Autant vous le dire tout de suite, je ne suis pas une grande fan de punk. Ce qui me déplaît le plus dans ce style musical est son côté dépouillé qui manque sérieusement de recherche, de profondeur émotionnelle et artistique. Pourtant, il me faut bien l’avouer, certains de mes groupes préférés, IRON MAIDEN et MOTÖRHEAD en tête, ont été inspirés par la vague punk des seventies. Ce courant passé est même à l’origine de la NWOBHM. Sans le punk britannique représenté à l’époque par THE DAMNED, les SEX PISTOLS ou THE CLASH, nous n’aurions peut-être jamais connu SAXON, GRIM REAPER ou DEF LEPPARD. Fort heureusement, BLACK SABBATH était là aussi pour donner envie à Steve HARRIS, Biff BYFORD et Vivian CAMPBELL de se lancer dans des carrières bien remplies. Pour cela, il me faut, donc, dire merci à la mouvance punk d’il y a plus de 40 ans pour les bienfaits culturels dont elle a été l’initiatrice depuis.

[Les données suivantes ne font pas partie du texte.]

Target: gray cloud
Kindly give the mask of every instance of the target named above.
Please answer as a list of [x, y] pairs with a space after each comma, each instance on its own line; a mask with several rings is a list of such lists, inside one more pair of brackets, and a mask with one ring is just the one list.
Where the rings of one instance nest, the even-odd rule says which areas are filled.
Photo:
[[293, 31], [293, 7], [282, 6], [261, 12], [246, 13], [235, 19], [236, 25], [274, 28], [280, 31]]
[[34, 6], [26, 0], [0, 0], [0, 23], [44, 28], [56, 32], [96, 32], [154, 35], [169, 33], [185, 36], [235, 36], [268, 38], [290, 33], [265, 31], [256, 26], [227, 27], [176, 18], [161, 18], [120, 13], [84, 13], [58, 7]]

Mais, n’attendez surtout pas de moi que je fasse l’acquisition des enregistrements studio de THE EXPLOITED, THE CASUALTIES ou NOFX. Il n’en est pas question. Je me suis arrêtée à Nina HAGEN et ça me suffit largement.

Pourtant, je ne sais pas vraiment ce qu’il m’a pris quand j’ai accepté de recevoir le 3ème album en date des petits grecs de BARB WIRE DOLLS. Sûrement un moment de folie passager ou alors quelqu’un m’a mis un bon coup sur la tronche avec une poêle en inox 18/10. Mais bon, si c’était le cas j’aurais un joli souvenir sur le crâne en forme de bosse. Donc, ce n’est pas ça. C’est sûrement ma curiosité sainement maladive et ma soif intense de découverte qui m’ont induite en erreur et m’ont mise sur une voie glissante. Non, je ne suis ni suicidaire ni masochiste. Cela dit, je connais assez bien mon sujet pour vous présenter ce petit bijou fantaisie coiffé d’une belle crête verte et revêtu d’une multitude de clous sur un manteau de cuir, ne vous en déplaise.

Alors, avant de vous parler de Desperate, il est important de vous résumer l’histoire de la formation crétoise en quelques lignes. Formée en 2010 sur l’impulsion de la vocaliste Isis QUEEN et du guitariste Pyn DOLL, la bande méditerranéenne s’est rapidement attelée à l’écriture d’un premier EP, Punk The Fussies, sorti la même année. Après une série de plusieurs concerts dans son pays, le groupe s’est temporairement exilé aux USA et en a profité pour mettre un premier album en boîte (Fuck The Pussies 2011). Un an plus tard, BARB WIRE DOLLS enfante de son deuxième opus, Slit, qui lui permet enfin de gagner en popularité, de tourner avec les plus grands (STATU QUO, AEROSMITH, GUNS’N’ROSES, IGGY & THE STOOGES, entre autres) et d’être la tête d’affiche de plusieurs festivals dédiés au punk et au rock. En quelques années, le quintet européen s’est bâti une visibilité maximum et une réputation en béton qui l’ont mené vers une opportunité inespérée. En effet, le légendaire Lemmy KILMISTER (MOTÖRHEAD), fin amateur de bonne musique bien visqueuse, l’a signé sur son label et lui a ouvert les portes d’une célébrité plus vaste. Ainsi, les cinq musiciens ont pu se pencher sur de nouvelles compos en comptant sur un soutien de taille.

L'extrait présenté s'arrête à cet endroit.